— Нет. Родриго — это прошлое. В моем будущем больше нет прошлого. Спасибо тебе, дорогая. Целую нежно.

 Полина права. Мне надо сделать всего один звонок, и все проблемы решатся волшебным образом. Я не хочу. Я категорически не хочу впутывать Родриго в это дело. И общаться с ним тоже больше не хочу. Я решила начать жизнь с чистого листа, забыв обо всех своих любовниках. Я больше никому не позволю себя предать и тем более бросить. Пусть катятся к чертям! Я выживу!

 Разговор с мамой был коротким. Я объяснила ей, что попала в затруднительную ситуацию, что у меня заблокированы карточки с деньгами и мне нужны наличные. Скромно попросила две тысячи. Мама заволновалась, спросила, что и как, все ли в порядке с мальчиками, я обещала ей рассказать позже, так как денег на телефонной карточке нет, а мне еще надо сделать пару звонков. Продиктовала все данные Штефана и сказала, что очень жду денег. Мама обещала прислать в понедельник. Хорошая у меня мама, умная, не задает лишних вопросов.

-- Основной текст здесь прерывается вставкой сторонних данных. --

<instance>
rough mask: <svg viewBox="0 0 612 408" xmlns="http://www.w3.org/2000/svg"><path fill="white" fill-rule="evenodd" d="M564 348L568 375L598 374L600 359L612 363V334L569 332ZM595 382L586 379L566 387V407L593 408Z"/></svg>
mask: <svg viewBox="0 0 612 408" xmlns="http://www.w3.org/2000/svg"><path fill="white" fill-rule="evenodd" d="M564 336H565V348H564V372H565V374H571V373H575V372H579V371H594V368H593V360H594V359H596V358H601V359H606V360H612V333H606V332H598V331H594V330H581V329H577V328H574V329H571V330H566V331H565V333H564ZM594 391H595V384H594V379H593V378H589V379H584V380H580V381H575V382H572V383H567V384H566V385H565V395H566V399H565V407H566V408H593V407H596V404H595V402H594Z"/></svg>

 Ночью я не смогла себе позволить расслабиться. Решила спать без снотворного — боялась, что Штефан припрется и начнет требовать близости. Никакого плана на этот случай у меня не было. Я прекрасно понимала, что целиком в его власти, однако просто так не дамся и удеру при первой же возможности, слава богу, и окна открываются, и не слишком высоко. Все-таки очень страшно ночевать в доме абсолютно незнакомого мужчины. В голове крутились разные ужасные картинки, по телу бегали мурашки — мысленно я уже сопротивлялась, расцарапала ему лицо и лягнула в пах. От моей крутой расправы Штефана спасло только то, что он так и не пришел. Но заснуть я все равно не смогла. Вертелась с бока на бок, в миллионный раз прокручивая в голове тот злополучный момент и проговаривая свои всевозможные ответы. Опять вся обревелась. Почему-то именно ночью на меня накатывала жуткая тоска, я начинала себя жалеть, его ненавидеть, потом ненавидеть себя, а его боготворить. Меня кидало из стороны в сторону, то я обвиняла себя в неумении управлять собственными эмоциями и держать ситуацию под контролем, то, обливаясь горючими слезами, фантазировала, как ему там без меня плохо, как он ищет меня и умоляет о прощении. В такие моменты я была то холодной и неприступной, прогоняла его вон и куда-то бежала дальше, то мягкой и нежной и тут же все ему прощала, лишь бы забрал домой. Я вдруг поняла, что совершенно не могу спать без него, что привыкла к его плечу, тихому дыханию, запаху и тяжести конечностей, которые он вечно сгружает на меня. Мне хотелось, чтобы он узнал, что я живу у мужчины. Казалось, что тогда в нем взыграет ревность и обида — вот так брошенная девушка до земли не долетела, ее между этажами перехватили. Я представляла себе, как он будет злиться и беситься. Билл очень ревнивый, Штефан станет для него красной тряпкой. Только ничего он не узнает… Неделя прошла. Если бы он хотел, то уже бы нашел меня… Я больше ему не нужна. Перебралась на подоконник и уставилась на луну, которая то появлялась, то исчезала за тяжелыми рыхлыми тучами. Хочется завыть. Обхватить себя руками и выть, срывая голос, расцарапывая кожу. Надо лечь на пол, как рассказывал он, закрыть глаза и расслабиться.

 Нельзя!!!

 Нет!

 Нельзя делать ничего такого, про что рассказывал он. Его больше не существует. Я — птица вольная. Его не существует. Я свободна. Не существует… «Свободен лишь тот, кто потерял все, ради чего стоит жить». Между прочим, Ремарк тоже звали Марией… Я потеряла. Я свободна. Тебя не существует. Как ты там? Спишь ли? Помнишь ли обо мне?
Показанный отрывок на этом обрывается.